Okay, this took longer than I anticipated, and there were a lot of factors to this. All I know is last month, I had posted about an undertaking where I was supposed to make quick comments about at least 25 books on my to-reads list. In any case, this one would be book #1. I am hoping to do this a bit more frequently, but such as it is, too much reading, and little opportunity to do so at the moment.
Anyway, for my first read, I’d gone into the science fiction route, and figured I might as well go with a familiar author: Paolo Bacigalupi.
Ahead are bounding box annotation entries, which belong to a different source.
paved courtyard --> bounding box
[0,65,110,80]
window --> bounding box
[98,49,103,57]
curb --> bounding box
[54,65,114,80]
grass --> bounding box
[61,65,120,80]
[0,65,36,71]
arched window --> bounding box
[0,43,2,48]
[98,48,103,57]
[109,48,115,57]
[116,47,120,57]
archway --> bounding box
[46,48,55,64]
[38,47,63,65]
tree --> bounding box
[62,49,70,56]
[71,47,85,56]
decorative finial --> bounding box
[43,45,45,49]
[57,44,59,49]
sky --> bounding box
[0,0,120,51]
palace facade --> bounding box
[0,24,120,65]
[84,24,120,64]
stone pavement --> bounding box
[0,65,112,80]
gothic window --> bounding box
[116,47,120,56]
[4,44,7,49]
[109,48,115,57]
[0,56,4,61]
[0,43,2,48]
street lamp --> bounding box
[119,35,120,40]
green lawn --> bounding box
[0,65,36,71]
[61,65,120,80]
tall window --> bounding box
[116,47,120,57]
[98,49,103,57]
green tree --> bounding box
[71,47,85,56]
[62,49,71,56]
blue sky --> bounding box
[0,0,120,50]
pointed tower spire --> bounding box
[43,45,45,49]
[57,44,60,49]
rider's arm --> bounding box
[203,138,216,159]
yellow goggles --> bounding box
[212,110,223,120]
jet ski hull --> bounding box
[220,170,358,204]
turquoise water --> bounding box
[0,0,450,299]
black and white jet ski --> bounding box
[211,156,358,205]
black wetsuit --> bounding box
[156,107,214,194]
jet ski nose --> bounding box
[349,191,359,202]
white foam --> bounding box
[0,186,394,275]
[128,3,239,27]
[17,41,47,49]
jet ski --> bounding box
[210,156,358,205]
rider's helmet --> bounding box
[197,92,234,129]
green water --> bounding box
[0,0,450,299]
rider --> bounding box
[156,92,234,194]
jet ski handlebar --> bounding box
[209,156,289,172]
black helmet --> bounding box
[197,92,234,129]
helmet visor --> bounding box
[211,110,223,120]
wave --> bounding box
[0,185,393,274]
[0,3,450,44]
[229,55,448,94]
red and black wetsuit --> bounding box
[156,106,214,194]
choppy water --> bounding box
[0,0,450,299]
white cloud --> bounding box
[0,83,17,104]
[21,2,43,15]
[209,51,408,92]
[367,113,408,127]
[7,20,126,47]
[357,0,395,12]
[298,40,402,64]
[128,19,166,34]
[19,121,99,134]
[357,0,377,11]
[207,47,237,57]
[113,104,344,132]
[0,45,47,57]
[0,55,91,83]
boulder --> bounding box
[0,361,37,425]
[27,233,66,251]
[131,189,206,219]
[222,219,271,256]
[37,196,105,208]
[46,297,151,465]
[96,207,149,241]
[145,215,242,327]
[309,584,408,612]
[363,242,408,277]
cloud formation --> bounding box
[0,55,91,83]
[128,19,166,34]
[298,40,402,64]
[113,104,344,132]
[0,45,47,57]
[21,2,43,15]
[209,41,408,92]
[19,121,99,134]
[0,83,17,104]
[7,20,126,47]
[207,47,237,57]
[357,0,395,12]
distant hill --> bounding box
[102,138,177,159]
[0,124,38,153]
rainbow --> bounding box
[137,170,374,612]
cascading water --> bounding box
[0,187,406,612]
I read Bacigalupi’s Ship Breaker ages back, and had enjoyed it because it brought science fiction to a young adult level and kind of made it “hip” and “popular” (much like Neal Shusterman did with Unwind and James Dashner did with The Maze Runner). It was, at the time, for me, refreshing, and much like what I had hoped to read as far as YA scifi went–without all that YA romance that seemed to be prevalent in things I’d been reading lately. Anyway, to shorten this preface, I liked Ship Breaker, I enjoyed it, and I meant to read more Bacigalupi afterwards.
Of course, I’m kind of slow on the “continue to read an author” department, and not since Tamora Pierce have I actually been constant in my authoring ways (okay, I suppose Kristin Cashore might count, too, but in my defense, she only had the three books out). I do have favorites, though, but that’s besides the point.
And so I picked up The Windup Girl. Many reasons, including “oh, Asian backdrop” and “oh…an automaton!” come to mind. Other than that, I really didn’t know what to expect of the novel, just that from hearsay, it had been a less enjoyable write than Bacigalupi’s young adult book (or should I say books now? Yeah, I’m outdated).
The Windup Girl encompasses a story with multiple characters, taking place in a futuristic dystopic Thai kingdom fashioned with a 19th century mindset. Food shortage is a problem, what with genetic infections spreading across the world, rendering plants and even rice a remarkable commodity. “Calorie companies” have taken over in manufacturing, the Chinese are nothing but lowly “Yellow cards,” and the automatons are the “New People,” with their “stutter-stop” motions that render them nothing but subservient servants even lower than dirt.
A couple chapters in, I wasn’t sure where or why windup girl Emiko even mattered, other than the fact that she was just another “person” trying to survive within the society. Anyway, she was probably my least favorite of the viewpoints (which is sad, because I tend to like females, especially non-Western females), whereas the Tiger of Bangkok had some of the best scenes in the story.
As I mentioned in my uber-short goodreads review, I had a difficult time reading the book. This could be because I’m not used to a “hard scifi” mindset, or maybe it was my lack of interest for the other characters, but Windup Girl left me lukewarm. I did really like the backdrop and the conflict that occurred, but it wasn’t something I was overly psyched over. C’est la vie, I guess.
For me, all I really wanted every time I picked up to read the story was to eat a bucketful of rambutan:
Too bad the fruit’s hella expensive here in the good ole’ U S of A.